Fungal Genome Sequenced Using Nanopore Technology

Submitted by GAtherton on 9 November 2016

Back in genomic pre-history (prior to 2000) DNA was sequenced by attaching coloured markers on the end of the DNA fragment that you wanted to read – each base had a different colour so you could separate the resulting DNA reads by length and then read base by base according to colour – this is known as chain termination sequencing. This could be done by machine and computer and thus became relatively cheap compared to its predecessor manual methods and very accurate way to read the sequence of a piece of DNA. This technique was routinely used for many years to sequence a few hundred base pairs up to a few thousand.

However this technique has a drawback – it is still quite slow so if you want to sequence an entire genome (i.e. made up of millions of base pairs) and thus the cost of genome sequencing was high.

Advances in sequencing technology have forced these costs down and sequencing has sped up steadily during 1990’s and 2000’s. High throughput sequencing techniques have now progressed from chain termination sequencing (cost estimated at $2400 per million base pair reads, up to 900bp per run, each run taking up to 3 hours) to Nanopore sequencing (cost estimated at $0.11 per million base pair reads, >5400bp per run, 1 min per run). Crucially Nanopore sequencing can read 4.4 million sequences, each of 5400bp per run!! This means that entire large genomes can be sequenced in a single run. Error rates are higher than earlier methods but repeat runs improve this and the technology will improve.

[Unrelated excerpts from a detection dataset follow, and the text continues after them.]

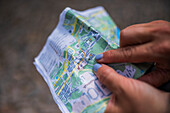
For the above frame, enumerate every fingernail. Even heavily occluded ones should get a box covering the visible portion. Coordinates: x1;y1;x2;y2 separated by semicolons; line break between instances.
96;54;103;60
93;63;102;72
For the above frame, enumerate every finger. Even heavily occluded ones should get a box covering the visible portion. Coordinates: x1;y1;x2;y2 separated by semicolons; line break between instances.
138;69;170;87
120;23;152;47
93;64;127;95
96;43;159;63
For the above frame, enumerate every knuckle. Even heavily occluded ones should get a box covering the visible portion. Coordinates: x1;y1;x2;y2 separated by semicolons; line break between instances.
159;41;170;53
120;47;135;61
98;69;111;84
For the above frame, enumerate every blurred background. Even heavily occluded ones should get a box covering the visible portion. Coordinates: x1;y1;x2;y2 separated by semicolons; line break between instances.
0;0;170;113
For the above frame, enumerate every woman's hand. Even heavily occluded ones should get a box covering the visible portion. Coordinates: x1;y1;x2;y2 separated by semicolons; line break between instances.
93;64;170;113
96;20;170;87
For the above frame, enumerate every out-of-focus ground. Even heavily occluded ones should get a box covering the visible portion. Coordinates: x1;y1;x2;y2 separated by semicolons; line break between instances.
0;0;170;113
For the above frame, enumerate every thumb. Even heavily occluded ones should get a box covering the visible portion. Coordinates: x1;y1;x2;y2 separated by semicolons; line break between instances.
93;63;128;94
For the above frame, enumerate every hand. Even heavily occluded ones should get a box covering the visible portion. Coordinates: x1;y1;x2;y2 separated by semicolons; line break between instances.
96;21;170;87
93;64;170;113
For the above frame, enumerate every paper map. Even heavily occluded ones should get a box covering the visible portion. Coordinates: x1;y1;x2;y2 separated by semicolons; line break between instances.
34;7;150;113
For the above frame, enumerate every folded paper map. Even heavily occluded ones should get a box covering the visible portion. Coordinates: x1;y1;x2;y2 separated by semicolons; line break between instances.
34;7;150;113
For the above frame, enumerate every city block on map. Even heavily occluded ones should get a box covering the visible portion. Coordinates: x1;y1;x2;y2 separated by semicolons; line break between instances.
34;7;150;113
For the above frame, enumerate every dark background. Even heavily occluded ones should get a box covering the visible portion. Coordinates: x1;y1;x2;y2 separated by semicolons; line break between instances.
0;0;170;113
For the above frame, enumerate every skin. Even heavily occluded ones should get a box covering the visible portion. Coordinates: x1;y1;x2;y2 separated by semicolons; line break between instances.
95;20;170;113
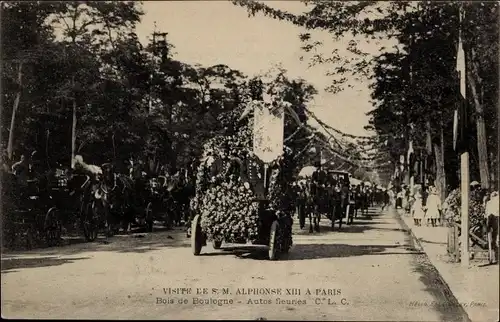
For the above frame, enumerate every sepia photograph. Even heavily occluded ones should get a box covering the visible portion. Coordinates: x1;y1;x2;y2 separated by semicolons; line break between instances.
0;0;500;322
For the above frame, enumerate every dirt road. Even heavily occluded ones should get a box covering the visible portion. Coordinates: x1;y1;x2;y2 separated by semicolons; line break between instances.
2;209;467;321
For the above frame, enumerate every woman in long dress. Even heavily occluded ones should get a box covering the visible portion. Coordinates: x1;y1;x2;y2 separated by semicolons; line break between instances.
411;192;425;226
426;187;441;227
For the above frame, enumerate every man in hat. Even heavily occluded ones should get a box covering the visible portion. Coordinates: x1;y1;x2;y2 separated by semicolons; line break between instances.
425;186;441;227
484;191;500;264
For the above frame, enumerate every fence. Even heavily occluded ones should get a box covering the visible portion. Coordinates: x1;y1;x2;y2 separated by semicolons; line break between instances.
447;222;489;263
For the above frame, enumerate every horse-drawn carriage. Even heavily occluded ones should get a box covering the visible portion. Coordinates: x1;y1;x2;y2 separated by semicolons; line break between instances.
191;158;292;260
2;173;61;248
299;167;353;233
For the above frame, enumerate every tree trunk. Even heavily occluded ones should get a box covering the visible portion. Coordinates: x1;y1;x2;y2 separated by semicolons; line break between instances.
7;61;23;161
467;54;490;189
71;76;76;169
434;133;446;201
440;126;447;203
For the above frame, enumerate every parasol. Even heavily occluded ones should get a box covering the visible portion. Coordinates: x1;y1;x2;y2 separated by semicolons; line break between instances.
299;165;316;178
349;178;361;186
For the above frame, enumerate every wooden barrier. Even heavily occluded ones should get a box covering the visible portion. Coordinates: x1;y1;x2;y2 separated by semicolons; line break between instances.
447;222;488;263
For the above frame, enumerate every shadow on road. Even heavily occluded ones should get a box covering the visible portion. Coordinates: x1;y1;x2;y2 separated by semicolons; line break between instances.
2;257;90;273
413;254;470;322
393;211;470;322
2;229;190;262
293;216;407;236
195;244;421;261
288;244;418;260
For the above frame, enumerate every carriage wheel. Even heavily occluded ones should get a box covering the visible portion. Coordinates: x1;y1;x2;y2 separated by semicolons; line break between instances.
191;215;203;256
268;220;278;261
212;240;222;249
145;201;153;233
44;207;62;246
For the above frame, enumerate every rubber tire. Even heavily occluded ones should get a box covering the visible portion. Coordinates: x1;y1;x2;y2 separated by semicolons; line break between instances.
268;220;278;261
191;215;203;256
212;240;222;249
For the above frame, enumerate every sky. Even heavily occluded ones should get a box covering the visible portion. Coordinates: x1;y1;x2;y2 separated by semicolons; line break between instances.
137;1;386;135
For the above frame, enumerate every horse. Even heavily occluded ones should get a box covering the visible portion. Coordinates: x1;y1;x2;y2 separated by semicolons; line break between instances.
92;164;137;236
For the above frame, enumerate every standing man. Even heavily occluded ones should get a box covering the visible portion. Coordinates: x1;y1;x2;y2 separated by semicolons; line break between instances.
484;191;500;264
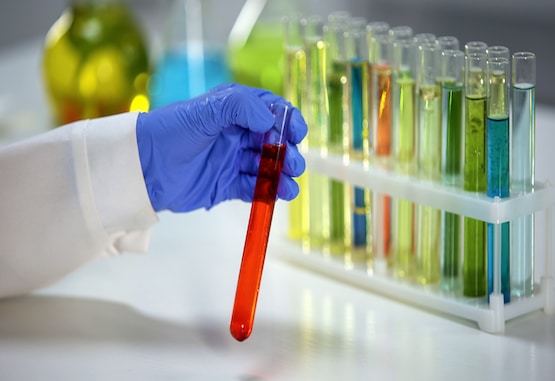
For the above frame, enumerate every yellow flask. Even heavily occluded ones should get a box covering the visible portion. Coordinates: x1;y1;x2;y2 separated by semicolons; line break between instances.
42;0;149;125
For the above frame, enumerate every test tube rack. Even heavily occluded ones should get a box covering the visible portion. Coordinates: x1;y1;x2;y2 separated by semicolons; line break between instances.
271;150;555;333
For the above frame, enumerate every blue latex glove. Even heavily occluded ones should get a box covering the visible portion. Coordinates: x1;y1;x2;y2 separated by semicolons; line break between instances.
137;84;307;212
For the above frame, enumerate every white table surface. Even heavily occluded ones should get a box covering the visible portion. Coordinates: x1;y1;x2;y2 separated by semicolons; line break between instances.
0;37;555;381
0;202;555;381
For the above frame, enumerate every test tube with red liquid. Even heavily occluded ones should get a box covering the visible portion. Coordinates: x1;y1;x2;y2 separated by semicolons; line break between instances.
229;103;292;341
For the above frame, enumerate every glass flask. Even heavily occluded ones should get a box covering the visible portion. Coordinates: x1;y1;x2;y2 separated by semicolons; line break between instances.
150;0;231;108
42;0;149;125
228;0;301;95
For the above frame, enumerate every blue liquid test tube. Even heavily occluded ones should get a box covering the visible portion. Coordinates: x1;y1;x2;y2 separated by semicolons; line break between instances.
486;57;511;303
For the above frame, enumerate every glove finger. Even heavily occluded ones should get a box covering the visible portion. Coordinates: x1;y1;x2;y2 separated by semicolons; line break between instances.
229;173;256;202
239;150;260;176
287;108;308;144
222;83;308;144
220;86;274;133
282;143;306;177
278;173;299;201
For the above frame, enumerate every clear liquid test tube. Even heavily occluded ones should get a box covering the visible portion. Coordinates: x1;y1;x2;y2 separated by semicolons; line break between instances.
464;41;488;55
511;52;536;297
437;36;460;50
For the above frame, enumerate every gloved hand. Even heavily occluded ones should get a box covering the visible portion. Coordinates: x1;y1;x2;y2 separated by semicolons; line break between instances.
137;84;307;212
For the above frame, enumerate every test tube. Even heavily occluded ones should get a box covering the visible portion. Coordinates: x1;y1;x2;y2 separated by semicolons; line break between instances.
230;103;291;341
413;33;437;45
487;45;511;60
441;50;464;291
283;16;309;243
389;25;414;40
366;21;389;154
326;12;351;256
486;57;511;303
416;42;441;284
347;18;370;263
437;36;459;50
463;53;487;297
391;39;417;278
371;35;393;263
304;15;329;253
464;41;488;55
511;52;536;297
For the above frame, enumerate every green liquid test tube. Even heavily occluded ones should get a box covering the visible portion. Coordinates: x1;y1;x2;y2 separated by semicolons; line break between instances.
304;16;330;252
326;13;351;256
441;49;464;291
416;43;441;284
391;39;416;278
283;17;309;248
463;53;487;297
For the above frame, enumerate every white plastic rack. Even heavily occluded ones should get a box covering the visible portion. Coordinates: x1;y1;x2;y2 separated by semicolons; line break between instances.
271;151;555;333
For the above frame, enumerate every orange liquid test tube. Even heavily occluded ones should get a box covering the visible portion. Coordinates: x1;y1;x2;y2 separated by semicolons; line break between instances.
230;103;290;341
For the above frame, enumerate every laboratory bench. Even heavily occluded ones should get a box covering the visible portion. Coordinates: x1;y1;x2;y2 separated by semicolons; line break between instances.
0;37;555;381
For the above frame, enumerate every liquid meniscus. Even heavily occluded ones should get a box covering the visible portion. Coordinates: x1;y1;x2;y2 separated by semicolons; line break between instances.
230;144;285;341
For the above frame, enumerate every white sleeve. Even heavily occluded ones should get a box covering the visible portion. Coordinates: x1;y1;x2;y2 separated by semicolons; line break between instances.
0;113;158;297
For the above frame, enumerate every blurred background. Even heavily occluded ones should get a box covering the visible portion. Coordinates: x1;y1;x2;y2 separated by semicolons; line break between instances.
0;0;555;137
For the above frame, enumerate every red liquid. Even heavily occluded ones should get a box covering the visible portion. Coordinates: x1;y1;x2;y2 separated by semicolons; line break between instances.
230;144;285;341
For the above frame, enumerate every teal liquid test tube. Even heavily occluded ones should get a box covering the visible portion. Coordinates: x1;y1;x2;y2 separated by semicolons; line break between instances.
303;15;330;253
326;12;351;256
391;39;417;278
486;57;511;303
511;52;536;297
463;53;487;297
347;17;370;262
283;16;309;246
440;50;464;291
416;42;441;284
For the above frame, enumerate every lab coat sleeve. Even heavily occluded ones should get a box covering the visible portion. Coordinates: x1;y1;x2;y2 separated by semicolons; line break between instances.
0;113;157;297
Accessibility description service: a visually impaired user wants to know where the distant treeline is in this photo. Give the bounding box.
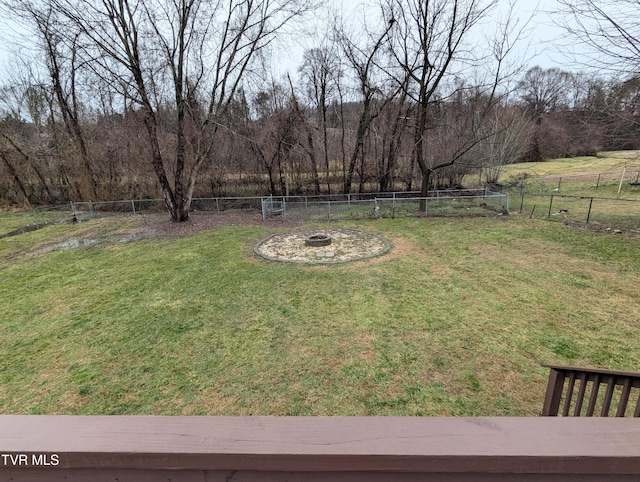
[0,67,640,204]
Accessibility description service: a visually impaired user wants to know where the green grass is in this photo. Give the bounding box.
[502,151,640,179]
[0,217,640,416]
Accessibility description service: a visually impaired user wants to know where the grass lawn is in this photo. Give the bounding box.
[0,216,640,416]
[502,151,640,179]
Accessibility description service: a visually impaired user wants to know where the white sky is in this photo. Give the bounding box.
[0,0,572,88]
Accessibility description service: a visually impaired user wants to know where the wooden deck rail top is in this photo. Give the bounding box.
[0,415,640,482]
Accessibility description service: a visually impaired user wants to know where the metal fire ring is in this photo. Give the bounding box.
[304,233,331,247]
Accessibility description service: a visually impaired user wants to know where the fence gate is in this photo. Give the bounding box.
[262,196,286,221]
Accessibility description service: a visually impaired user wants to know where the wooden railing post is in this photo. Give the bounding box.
[542,368,565,417]
[542,365,640,417]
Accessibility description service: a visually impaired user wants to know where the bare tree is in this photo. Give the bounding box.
[384,0,522,208]
[336,14,397,194]
[554,0,640,77]
[299,46,341,194]
[33,0,309,221]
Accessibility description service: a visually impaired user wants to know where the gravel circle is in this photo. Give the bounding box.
[253,228,391,264]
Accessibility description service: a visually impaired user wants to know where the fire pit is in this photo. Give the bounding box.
[304,233,331,247]
[253,228,391,264]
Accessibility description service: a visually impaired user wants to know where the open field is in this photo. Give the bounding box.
[503,151,640,178]
[0,215,640,415]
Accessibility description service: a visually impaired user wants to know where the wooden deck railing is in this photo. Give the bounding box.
[0,415,640,482]
[542,365,640,417]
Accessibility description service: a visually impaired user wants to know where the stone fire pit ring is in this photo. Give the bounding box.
[253,228,391,264]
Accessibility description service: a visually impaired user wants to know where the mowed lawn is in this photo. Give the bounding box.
[0,216,640,416]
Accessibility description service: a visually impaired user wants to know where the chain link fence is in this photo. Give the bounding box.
[262,189,509,221]
[518,193,640,232]
[0,204,73,239]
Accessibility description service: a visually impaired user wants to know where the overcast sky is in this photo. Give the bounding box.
[0,0,572,87]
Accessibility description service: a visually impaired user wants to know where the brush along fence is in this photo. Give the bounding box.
[262,189,509,221]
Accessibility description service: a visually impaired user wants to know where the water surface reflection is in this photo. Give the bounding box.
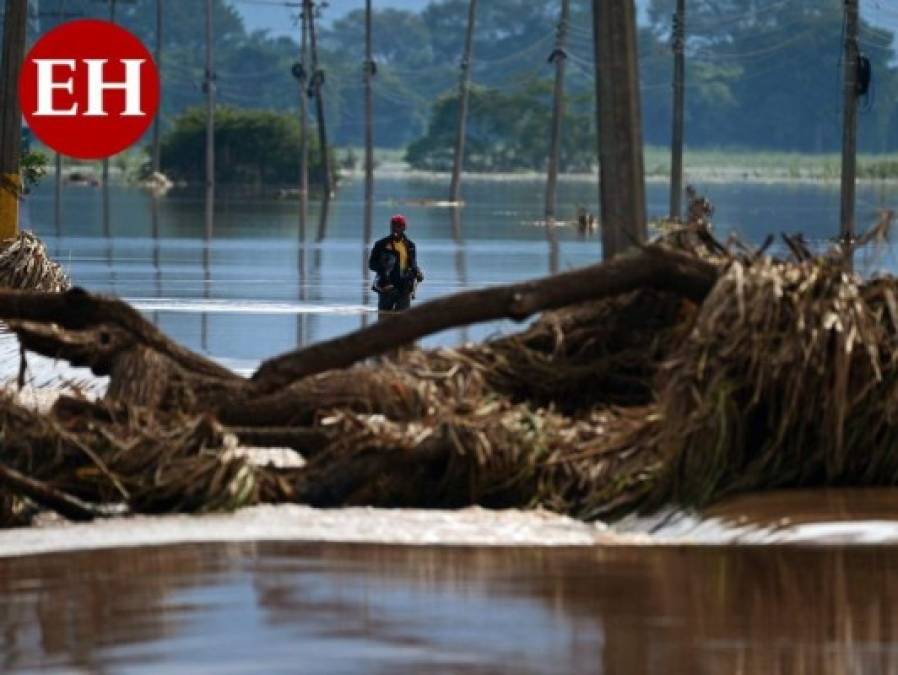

The first fungal genome to be sequenced using Nanopore technology has just been announced demonstrating that this technology can be used for fungi, opening the way to larger scale genome sequencing of many more fungal genomes – for example we will be able to sequence collections of individual clinical isolates of Aspergillus fumigatus in hours/days rather than months giving clinicians virtually real time complete genome information about the infecting fungus that they are treating. Such information could be used quickly to tailor treatment if the patient has an acute infection, or might be used longitudinally to track any changes in DNA sequence as a fungus adapts to its host during chronic infection. In short this has the potential to be both a clinical and research tool which will benefit the diagnosis and treatment fo fungal infections immensely.